As many of you know, Meagan Timney, the other Postdoctoral Fellow at EMiC, is a talented programmer and teacher committed to the Digital Humanities (and I’m told, she is also the person who championed the idea of EMiC before it was even a proposal in the Director’s eye). She has agreed to code the necessary APIs to allow our new system to work with Fedora Commons (and thus Islandora) and Omeka. Her work will provide the Digital Humanist community and important plugin so users of Omeka and Islandora will be able to edit images on the web and in the repository. For those of you attending DHSI this summer at the University of Victoria, she will be teaching a course on “Digital Editions” (http://editingmodernism.ca/training/summer-institutes/demic/) where students will get to use this new tool in creating their own digital work. I encourage you to sign up for her course if you would like to learn how to digitize, edit, and publish a text to the web.

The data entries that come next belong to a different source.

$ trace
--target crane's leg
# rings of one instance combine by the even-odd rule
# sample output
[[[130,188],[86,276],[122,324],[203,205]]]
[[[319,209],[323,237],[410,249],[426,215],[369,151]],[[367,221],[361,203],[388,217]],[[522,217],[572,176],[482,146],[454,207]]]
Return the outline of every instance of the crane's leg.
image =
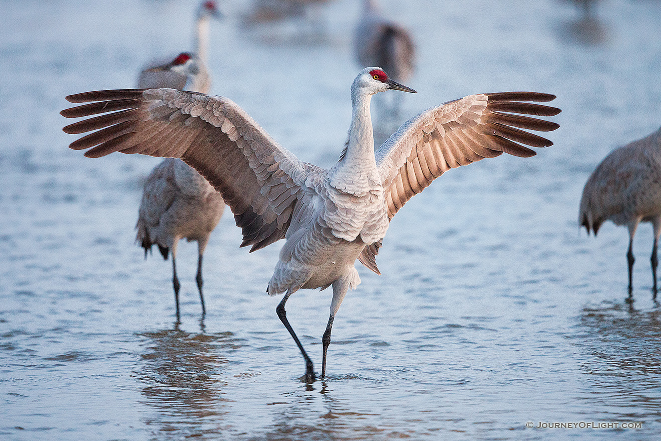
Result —
[[[282,298],[282,300],[278,305],[278,307],[276,308],[276,312],[278,313],[278,317],[280,317],[280,321],[282,324],[285,325],[287,328],[287,331],[290,331],[290,334],[292,335],[292,338],[293,341],[296,342],[296,345],[298,348],[301,350],[301,354],[303,354],[303,358],[305,360],[305,375],[304,378],[305,379],[306,383],[314,383],[316,380],[315,377],[315,367],[312,364],[312,360],[310,360],[310,357],[307,356],[307,352],[303,348],[303,344],[301,344],[301,341],[296,337],[296,333],[293,332],[293,329],[292,325],[290,325],[289,321],[287,319],[287,312],[285,311],[285,303],[287,302],[287,299],[291,296],[296,290],[288,290],[285,296]]]
[[[652,228],[654,232],[654,242],[652,245],[652,257],[650,259],[652,263],[652,276],[654,278],[652,282],[652,299],[656,300],[656,267],[659,264],[658,259],[656,258],[656,248],[658,243],[659,235],[661,235],[661,218],[656,218],[652,221]]]
[[[179,283],[179,278],[176,276],[176,258],[175,253],[172,255],[172,284],[175,288],[175,304],[176,305],[176,321],[180,322],[179,315],[179,288],[181,284]]]
[[[329,345],[330,344],[330,329],[332,328],[332,322],[335,319],[335,314],[340,309],[342,301],[344,300],[346,292],[349,290],[349,282],[346,279],[339,279],[333,282],[332,284],[332,300],[330,301],[330,316],[329,317],[328,325],[326,325],[326,331],[321,338],[321,343],[323,346],[323,354],[321,358],[321,378],[326,377],[326,354],[328,352]]]
[[[631,300],[633,292],[633,262],[636,259],[633,257],[633,237],[636,235],[639,220],[629,222],[629,251],[627,252],[627,262],[629,263],[629,299]]]
[[[198,274],[195,276],[195,281],[198,282],[198,290],[200,292],[200,301],[202,304],[202,317],[206,314],[206,308],[204,307],[204,296],[202,295],[202,255],[200,254],[198,257]]]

So, where does this leave us? Well, we hope that by the end of spring someone like David Earle will never have to look for an editing and publication engine ever again. This also means that we will be ready to start ingesting the material you have all been scanning directly into the repository. We hope EMiC will provide our community with the archive and tools it needs to start producing the texts you want to create from your various archives. We are truly on the cusp of creating an entire framework that will help scholars around the world produce and edit texts that will be nurtured in an open-source and secure repository for many years to come.